18 septembre 2014 4 18 /09 /septembre /2014 15:02

Bloc-notes actualité
La langue est-elle sexiste (1) ? (suite)

En ligne le 18 septembre 2014


Mezetulle a reçu des commentaires nourris après la publication du Bloc-notes Comment dit-on « la victime » au masculin ? et de l’article d’Alain Champseix Humanité, différence sexuelle et  langue . C’est sous forme de réaction à ces deux publications et aux commentaires qu’elles ont suscités que Jorge Morales m’a envoyé le texte qui suit. Et pour du même coup honorer une promesse faite dans une réponse à un commentaire , j’ai pensé qu’il serait intéressant et amusant de l’accompagner de l'extrait d’une lettre où Voltaire expose à Mme du Deffand un petit point de grammaire illustrée directement en rapport avec le sujet qui nous occupe.
 

 

Jorge Morales

À mon avis on fera fausse route si l’on part du présupposé que la société est a priori sexiste et phallocratique et que c’est la raison pour laquelle, et à partir de laquelle, la langue doit refléter la société. Si l’on y pense bien, il s’agit du même discours qui consiste à placer la discrimination comme préalable et à parler toujours à la place des autres : on le trouve dans celui qui décourage les nouveaux arrivants à s’intégrer car la France serait a priori raciste et intolérante ou dans celui de ceux qui ont décrété qu’il fallait bannir les auteurs classiques à l’école car il s’agirait, toujours a priori, de la pérennisation d’une culture bourgeoise et élitiste ; le mot fascisme n’est pas loin.

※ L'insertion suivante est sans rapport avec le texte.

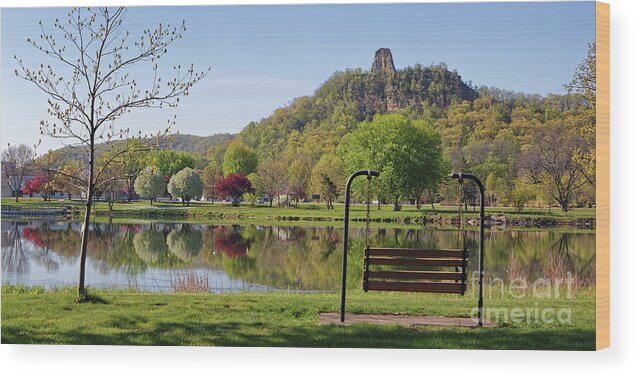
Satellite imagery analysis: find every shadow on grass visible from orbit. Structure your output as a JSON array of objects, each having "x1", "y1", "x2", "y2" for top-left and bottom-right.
[{"x1": 2, "y1": 316, "x2": 595, "y2": 350}]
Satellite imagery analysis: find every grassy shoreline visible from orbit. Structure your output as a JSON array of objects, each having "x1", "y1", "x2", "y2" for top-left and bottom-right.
[
  {"x1": 2, "y1": 286, "x2": 595, "y2": 350},
  {"x1": 2, "y1": 198, "x2": 595, "y2": 228}
]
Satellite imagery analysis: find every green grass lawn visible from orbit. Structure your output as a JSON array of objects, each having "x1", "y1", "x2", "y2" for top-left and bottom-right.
[
  {"x1": 2, "y1": 197, "x2": 595, "y2": 224},
  {"x1": 2, "y1": 286, "x2": 595, "y2": 350}
]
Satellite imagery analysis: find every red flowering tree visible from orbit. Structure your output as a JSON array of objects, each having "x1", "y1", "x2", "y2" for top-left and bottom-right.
[
  {"x1": 216, "y1": 174, "x2": 254, "y2": 206},
  {"x1": 23, "y1": 174, "x2": 51, "y2": 201}
]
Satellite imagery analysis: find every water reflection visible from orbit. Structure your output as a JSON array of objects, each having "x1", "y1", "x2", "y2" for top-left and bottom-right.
[{"x1": 2, "y1": 220, "x2": 595, "y2": 291}]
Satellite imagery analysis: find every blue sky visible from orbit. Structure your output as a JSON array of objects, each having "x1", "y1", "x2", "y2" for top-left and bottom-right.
[{"x1": 0, "y1": 2, "x2": 595, "y2": 152}]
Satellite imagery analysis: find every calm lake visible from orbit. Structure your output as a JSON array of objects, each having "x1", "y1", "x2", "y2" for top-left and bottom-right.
[{"x1": 1, "y1": 219, "x2": 595, "y2": 292}]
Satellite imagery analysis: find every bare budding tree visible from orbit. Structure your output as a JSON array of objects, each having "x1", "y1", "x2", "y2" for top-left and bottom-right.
[
  {"x1": 15, "y1": 8, "x2": 209, "y2": 301},
  {"x1": 2, "y1": 145, "x2": 35, "y2": 202}
]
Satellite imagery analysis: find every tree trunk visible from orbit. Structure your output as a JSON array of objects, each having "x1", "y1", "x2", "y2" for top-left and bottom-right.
[
  {"x1": 393, "y1": 196, "x2": 401, "y2": 211},
  {"x1": 76, "y1": 180, "x2": 94, "y2": 303}
]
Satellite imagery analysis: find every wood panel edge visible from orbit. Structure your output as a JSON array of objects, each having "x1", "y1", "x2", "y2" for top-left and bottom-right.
[{"x1": 595, "y1": 2, "x2": 611, "y2": 350}]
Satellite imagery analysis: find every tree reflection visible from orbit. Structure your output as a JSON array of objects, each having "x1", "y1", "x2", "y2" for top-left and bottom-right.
[
  {"x1": 132, "y1": 229, "x2": 168, "y2": 265},
  {"x1": 167, "y1": 224, "x2": 203, "y2": 262},
  {"x1": 214, "y1": 226, "x2": 249, "y2": 257},
  {"x1": 2, "y1": 222, "x2": 29, "y2": 273}
]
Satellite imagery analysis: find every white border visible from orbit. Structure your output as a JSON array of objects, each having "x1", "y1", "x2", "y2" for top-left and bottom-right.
[{"x1": 0, "y1": 0, "x2": 635, "y2": 376}]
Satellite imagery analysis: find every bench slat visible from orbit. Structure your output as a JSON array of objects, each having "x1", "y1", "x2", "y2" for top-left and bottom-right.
[
  {"x1": 368, "y1": 270, "x2": 463, "y2": 281},
  {"x1": 368, "y1": 281, "x2": 464, "y2": 294},
  {"x1": 368, "y1": 257, "x2": 463, "y2": 267},
  {"x1": 368, "y1": 248, "x2": 467, "y2": 258}
]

La langue et son évolution dans la société et l’histoire échappent donc à une vision réductionniste de type bourdieusienne qui a tendance à voir la « domination masculine » comme un absolu avec des victimes ancestrales et éternelles. On peut aussi se référer aux travaux de Marc Bloch qui a montré que la conception populaire du droit médiéval en France (oui, au Moyen Âge) était égalitaire ; les femmes n’étaient pas discriminées pour cause de sexe lors de l’attribution des biens communaux !!! C'est la confusion entre idéologie et évolution historique qui nous empêchera de comprendre l’histoire, d’identifier et de combattre les véritables cas d’inégalité.

Personnellement, je n’approuve pas l’idée qui consiste à dire que c’est toujours mieux ailleurs : regardez les Québécois, regardez les Espagnols... Ce n’est pas parce que l’on dit doctor et doctora ou professore et professoressa, et je le sais pour avoir fréquenté l’Italie ainsi que certains pays hispanophones, que les femmes y sont mieux traitées et à égalité avec les hommes. Catherine Kintzler a judicieusement montré que la prétendue règle qui consiste à dire que le masculin est une norme de grammaire ou qu’il l’emporte sur le féminin est une fausse règle car elle n’est en réalité qu’une absence de marque puisqu’il y a des mots féminins qui sont neutres et dont on pourrait dire également qu’ils l’emportent sur le masculin. Cela est également valable dans d’autres langues latines ; l’idée que les autres langues seraient plus réceptives que le français à la féminisation et donc plus égalitaires dans la société ne tient pas debout. Qu’on en finisse avec cette confusion, plus ou moins voulue par certains (voilà un mot au pluriel qui ne porte pas de marque de genre car « certains » peut être n’importe qui), entre sexe et genre, usage naturel de la langue et instrumentalisation politique, pluriel et masculin, homonymes et synonymes et qui aboutira à instaurer une police de la pensée et du langage.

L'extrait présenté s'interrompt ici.